The Canary Murder Case one-sheet.
Paramount Pictures

In the movie business, however, dubbing has several meanings. As already mentioned, it can mean dialogue replacement from one language to another. It can also mean any dialogue replacement done in post-production (ADR); it can mean re-recording too; and it can mean making an exact copy from an original sound element. Similarly, a “dub” can mean a sound mix, the physical audio element that resulted from a mix, a specific element from a post-synchronization session, or an exact copy from an original sound element.

A character in a movie who has been “dubbed” is a character whose voice was replaced with that of another. It was commonplace in movie musicals of old to use a different voice for singing — one more trained and polished than the original actor’s. Marni Nixon (who passed away in July 2016) had a long career of providing the singing voice for such actresses as Deborah Kerr (The King and I, 1956), Natalie Wood (West Side Story, 1961), Audrey Hepburn (My Fair Lady, 1964) and many more.

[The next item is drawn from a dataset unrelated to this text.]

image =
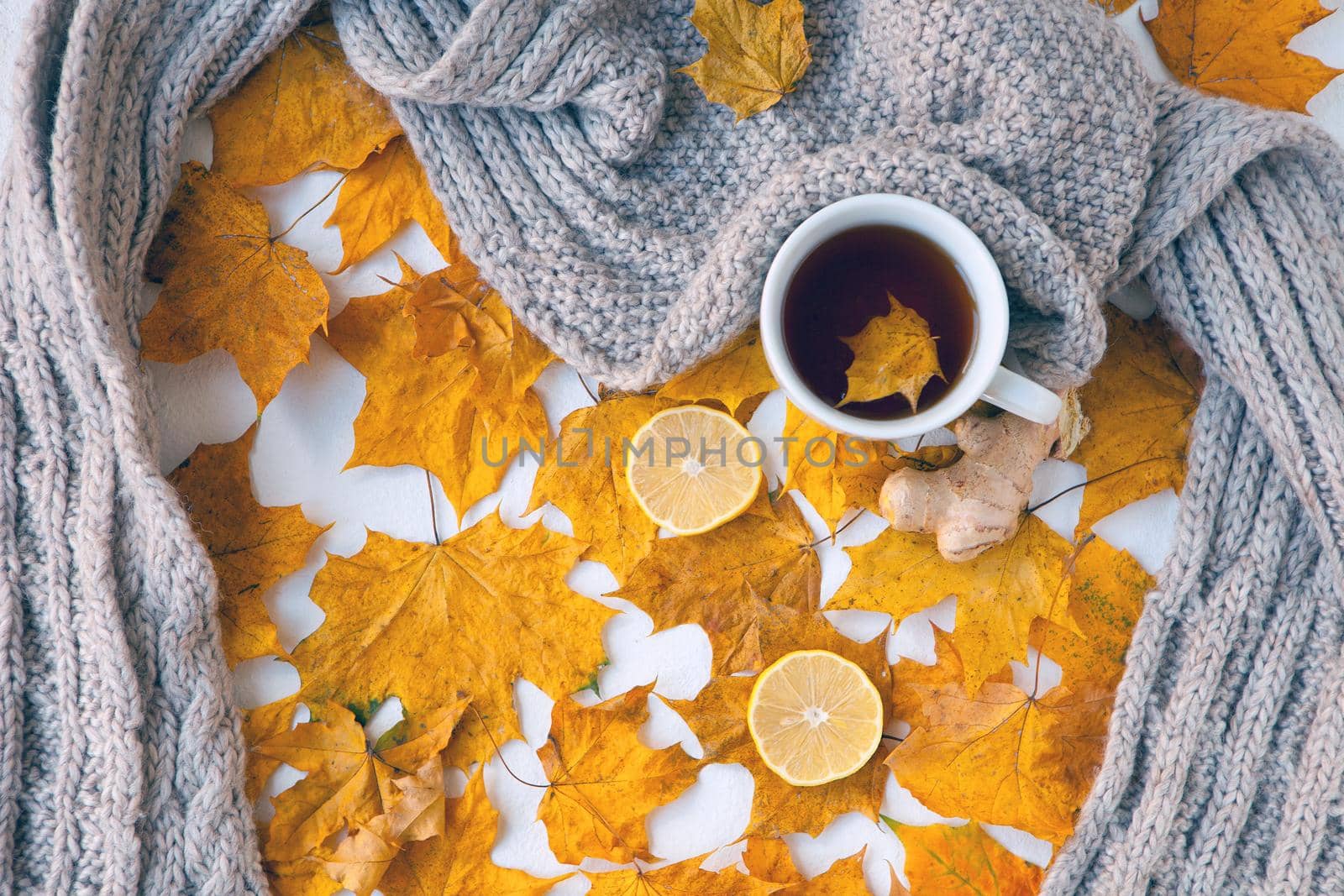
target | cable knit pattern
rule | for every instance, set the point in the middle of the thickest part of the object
(629, 223)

All of which is prologue to the question: Where did the word dubbing originate? It’s listed in H.L. Mencken’s classic work The American Language (1938) as one of the new words added from the business world, but Mencken did not give a definition or an origin. The word has no relationship with “dub” as in to confer knighthood (“I dub thee: Sir Lancelot”). That particular meaning is believed to have come from the medieval French word adouber, which meant “to dress or equip in armor.”

In fact, the Hollywood term was adopted from the phonograph industry, where it was jargon for “doubling,” and originally meant to make a copy of the original. As reported by Kenneth F. Morgan in the 1931 Recording Sound for Motion Pictures:

“In the days of soft wax, cylindrical records, duplicates were made by a doubling process consisting of a reproducing machine connected to several recording machines by means of pipes. Later, a mechanical pantographic arrangement was developed for duplication; and finally, copies were made wholesale by means of the electroplating process, with the result that dubbing was no longer necessary.”

The second, third and fourth editions of the American Cinematographer Manual (1966, ’69 and ’73) had chapters on sound wherein the word dubbing was only used to mean the process of re-recording or making a sound mix. To this day, the words “dubbing stage” are taken to mean a re-recording stage.

Dubbing, as in voice replacement, can be traced back to an article that appeared in the July 1929 issue of Photoplay magazine. Entitled “The Truth About Voice Doubling,” it was an exposé of the then-new Hollywood practice of replacing actor’s voices with those of professional singers.

But it also dealt with an issue critical to Hollywood back in the years 1928-29 — namely the conversion of silent films to talkies. When Paramount decided to convert The Canary Murder Case (1929) to a talkie, its star, Louise Brooks, had already departed for Europe, so another actress was hired to provide the voice. From the article:

“Most of the doubling that Margaret Livingston did for Louise Brooks in The Canary Murder Case was accomplished by ‘dubbing.’ Miss Livingston took up a position before the ‘mike’ [sic] and watched the picture being run on the screen. If Miss Brooks came in a door and said, ‘Hello, everybody, how are you this evening?’ Miss Livingston watched her lips and spoke Miss Brooks’ words into the microphone.

“Thus a soundtrack was made and inserted in the film. And that operation is called ‘dubbing.’

“All synchronizations are dubbed in after the picture is finished. The production is edited and cut to exact running length, then the orchestra is assembled in the monitor room (a room usually the size of an average theatre!) and the score is played as the picture is run. The soundtrack thus obtained is ‘dubbed’ into the sound film or onto the record, depending upon which system is being used.”

While the article correctly notes that the audio recorded after the fact was incorporated into the finished film via dubbing (re-recording), it quickly became commonplace to use the term to also mean the act of voice replacement. Or, dubbing doubles into the dub.